Re: Problem z podryzaniem

PostNapisane: Śro maja 11, 2022 23:23
przez ita79
Kto Ci zalecił "wyciszające, ziołowe tabletki w formie płynnej " - cokolwiek to jest? Z kotami nie dzieje się nic strasznego więc raczej daruj im takie "wspomagacze" . Natomiast możesz spróbować przekazać kotu, że jego zachowanie - podgryzanie - nie jest tolerowane. Jeśli zauważysz że próbuje kotce wyrwać sierść podczas zabawy zawołaj do niego "nie wolno" i od razu psiknij spryskiwaczem z czystą wodą (forma mgiełki) by zatrzymać go nim to zrobi, lub w tym samym momencie. Zazwyczaj po max dwóch razach będzie reagował na samo polecenie "nie wolno" rzucone zanim zdąży skoczyć. (tylko konsekwetntnie trzeba choć przez tydzień przypilnować takich zachowań) .
Jedna ważna uwaga- nie reaguj tak w momentach, kiedy kotka sama się do niego pcha a on nie ma na to ochoty. Wtedy ma prawo ją odgonić- a ona powinna się nauczyć jego przestrzeń szanować.

Re: Problem z podryzaniem

PostNapisane: Nie maja 15, 2022 10:45
przez Galactic Ant
Dziękuję bardzo za odpowiedź.
To zalecenie behawiorystki z tymi ziołówkami.

Spróbuję tej metody. A co jeśli ragdollka nie potrafi uszanować jego przestrzeni? Jak z nią postępować? Bo ona ewidentnie jest jak jego cień.

Pozdrawiam

Re: Problem z podryzaniem

PostNapisane: Nie maja 15, 2022 11:12
przez andorka
Galactic Ant pisze:Dziękuję bardzo za odpowiedź.
To zalecenie behawiorystki z tymi ziołówkami.

Spróbuję tej metody. A co jeśli ragdollka nie potrafi uszanować jego przestrzeni? Jak z nią postępować? Bo ona ewidentnie jest jak jego cień.

Pozdrawiam

Z pokazywaniem "nie wolno" ogranicz się raczej tylko to przekazu dźwiękowego, bo jakoś nie mam pomysłu by przy okazji wodą nie dostało się kotce :roll:
A co do przestrzeni własnej, zostaw to kotą, wtrącaniem się można bardziej zaszkodzić niż pomóc, jak kocur będzie miał dość, to młoda w końcu przez łeb dostanie.

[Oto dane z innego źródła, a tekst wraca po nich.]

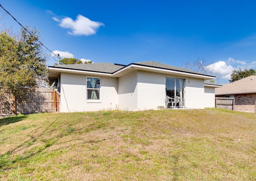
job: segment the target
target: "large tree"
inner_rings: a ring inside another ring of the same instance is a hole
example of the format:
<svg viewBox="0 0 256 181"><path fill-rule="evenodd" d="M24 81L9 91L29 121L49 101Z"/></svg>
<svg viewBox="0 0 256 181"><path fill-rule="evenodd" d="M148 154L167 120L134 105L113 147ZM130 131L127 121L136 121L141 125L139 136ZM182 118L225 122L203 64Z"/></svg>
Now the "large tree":
<svg viewBox="0 0 256 181"><path fill-rule="evenodd" d="M26 92L37 86L37 81L46 77L45 54L35 28L26 27L17 36L7 31L0 32L0 93L14 97L14 113L16 114L16 101Z"/></svg>
<svg viewBox="0 0 256 181"><path fill-rule="evenodd" d="M83 62L82 60L78 60L75 58L63 58L60 60L60 65L68 65L70 64L91 64L92 61L85 62ZM56 63L54 63L54 65L58 65Z"/></svg>
<svg viewBox="0 0 256 181"><path fill-rule="evenodd" d="M243 79L250 76L255 75L255 70L252 68L248 70L247 68L242 70L241 68L234 70L231 73L231 79L229 80L230 83L233 82L240 79Z"/></svg>

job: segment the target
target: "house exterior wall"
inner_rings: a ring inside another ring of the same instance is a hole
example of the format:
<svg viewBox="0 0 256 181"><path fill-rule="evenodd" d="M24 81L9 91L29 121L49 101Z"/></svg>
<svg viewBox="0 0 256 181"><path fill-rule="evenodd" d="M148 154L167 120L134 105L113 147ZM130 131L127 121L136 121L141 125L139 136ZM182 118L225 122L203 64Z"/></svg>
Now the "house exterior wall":
<svg viewBox="0 0 256 181"><path fill-rule="evenodd" d="M137 76L135 71L118 78L118 104L120 110L137 110Z"/></svg>
<svg viewBox="0 0 256 181"><path fill-rule="evenodd" d="M256 93L235 95L234 110L254 113Z"/></svg>
<svg viewBox="0 0 256 181"><path fill-rule="evenodd" d="M215 88L210 87L204 87L205 107L215 107Z"/></svg>
<svg viewBox="0 0 256 181"><path fill-rule="evenodd" d="M138 110L165 107L166 77L162 74L138 71Z"/></svg>
<svg viewBox="0 0 256 181"><path fill-rule="evenodd" d="M100 100L88 101L86 76L62 73L60 111L68 112L116 109L118 104L117 79L107 77L100 78Z"/></svg>
<svg viewBox="0 0 256 181"><path fill-rule="evenodd" d="M233 95L232 94L232 95ZM224 97L229 95L216 95L217 97ZM243 93L234 95L235 105L234 111L254 113L255 111L255 100L256 93Z"/></svg>
<svg viewBox="0 0 256 181"><path fill-rule="evenodd" d="M210 95L213 93L212 90L206 90L209 95L204 95L204 84L202 79L140 70L134 70L118 78L102 76L99 77L100 100L87 100L86 77L83 74L61 73L60 112L116 109L138 111L165 107L166 77L185 80L185 107L203 109L215 105L212 103L214 97ZM206 97L207 103L204 103Z"/></svg>
<svg viewBox="0 0 256 181"><path fill-rule="evenodd" d="M188 108L204 109L204 80L194 78L186 78L185 81L185 104Z"/></svg>

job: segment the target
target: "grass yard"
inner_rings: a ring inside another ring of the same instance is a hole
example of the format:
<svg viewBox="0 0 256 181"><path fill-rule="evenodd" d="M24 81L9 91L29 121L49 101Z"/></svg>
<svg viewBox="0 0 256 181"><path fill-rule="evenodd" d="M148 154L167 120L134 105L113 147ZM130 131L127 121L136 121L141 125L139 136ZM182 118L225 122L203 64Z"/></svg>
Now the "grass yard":
<svg viewBox="0 0 256 181"><path fill-rule="evenodd" d="M0 180L256 180L256 115L166 109L0 119Z"/></svg>

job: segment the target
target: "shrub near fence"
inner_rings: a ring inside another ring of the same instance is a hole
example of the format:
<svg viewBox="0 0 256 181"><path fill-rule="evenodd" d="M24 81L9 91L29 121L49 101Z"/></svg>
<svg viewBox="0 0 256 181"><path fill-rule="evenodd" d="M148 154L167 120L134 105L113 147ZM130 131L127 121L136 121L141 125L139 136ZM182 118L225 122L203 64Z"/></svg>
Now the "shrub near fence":
<svg viewBox="0 0 256 181"><path fill-rule="evenodd" d="M28 91L22 99L17 101L17 113L28 114L58 111L58 94L54 90L38 89ZM13 101L11 95L1 95L0 99L0 118L13 115Z"/></svg>

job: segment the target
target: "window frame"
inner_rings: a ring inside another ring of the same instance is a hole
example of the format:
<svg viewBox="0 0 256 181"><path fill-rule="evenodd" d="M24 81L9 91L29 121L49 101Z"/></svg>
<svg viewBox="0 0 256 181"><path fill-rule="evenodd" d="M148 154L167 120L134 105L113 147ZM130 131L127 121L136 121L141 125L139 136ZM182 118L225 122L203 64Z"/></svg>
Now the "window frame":
<svg viewBox="0 0 256 181"><path fill-rule="evenodd" d="M88 88L87 86L87 81L88 81L88 79L90 78L94 78L98 79L100 80L100 88ZM90 102L94 102L94 103L101 103L101 78L99 77L94 77L92 76L86 76L86 102L88 103ZM99 91L99 99L88 99L88 90L97 90Z"/></svg>

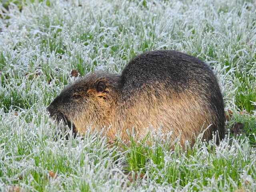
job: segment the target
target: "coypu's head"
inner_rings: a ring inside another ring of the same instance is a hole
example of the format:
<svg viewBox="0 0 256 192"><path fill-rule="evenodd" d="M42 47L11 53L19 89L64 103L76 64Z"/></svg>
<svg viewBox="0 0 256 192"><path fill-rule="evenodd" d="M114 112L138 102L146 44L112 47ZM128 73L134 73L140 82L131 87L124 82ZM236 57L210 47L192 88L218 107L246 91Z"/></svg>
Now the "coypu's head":
<svg viewBox="0 0 256 192"><path fill-rule="evenodd" d="M111 115L118 97L119 76L98 72L88 74L68 86L46 108L50 117L63 121L73 132L101 126Z"/></svg>

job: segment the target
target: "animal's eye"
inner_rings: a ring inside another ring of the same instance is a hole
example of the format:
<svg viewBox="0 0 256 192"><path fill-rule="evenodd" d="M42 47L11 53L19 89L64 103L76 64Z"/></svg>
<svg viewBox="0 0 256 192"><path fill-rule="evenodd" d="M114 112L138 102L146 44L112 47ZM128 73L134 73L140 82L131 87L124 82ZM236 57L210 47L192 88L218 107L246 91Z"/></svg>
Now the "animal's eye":
<svg viewBox="0 0 256 192"><path fill-rule="evenodd" d="M80 95L74 95L72 97L72 98L73 98L75 99L78 99L79 98L80 98L81 97L81 96Z"/></svg>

Dokacałam 12 letnia kotkę młodym kocurkiem, rudzielec tez był strasznie upierdliwy, Glusia na niego syczała warczała, ja krzyczałam na młodego i ogólnie wszyscy się wkurzali. Równowaga się pojawiła gdy wyjechałam na urlop, a do kotów 2 x dziennie zaglądał kolega. Z nudów coś tam ustalili i zapanowała równowaga, miłości między nimi nigdy nie było, ale żywot równoległy w tych samych przestrzeniach.

Re: Problem z podryzaniem

PostNapisane: Nie maja 15, 2022 22:34
przez Galactic Ant
Dziękuję za radę.
Radgollka generalnie nie potrzebuje mnie tylko upodobała sobie rezydenta i to mu okazuje wszelkie czułości. Ja ją miziam , bawię się i daje smaczki ale generalnie ona wręcz kocha rezydenta i nie daje mu momentami żyć. On przez brak przestrzeni się denerwuje i ją gryzie wyrywając sierść i zjadając ją. Gdy przychodzę do domu to ją miziam na powitanie i coś tam pomruczy, ale od razu chce się ocierać o rezydenta. Bardzo chciałabym, aby nie było między nimi spięć.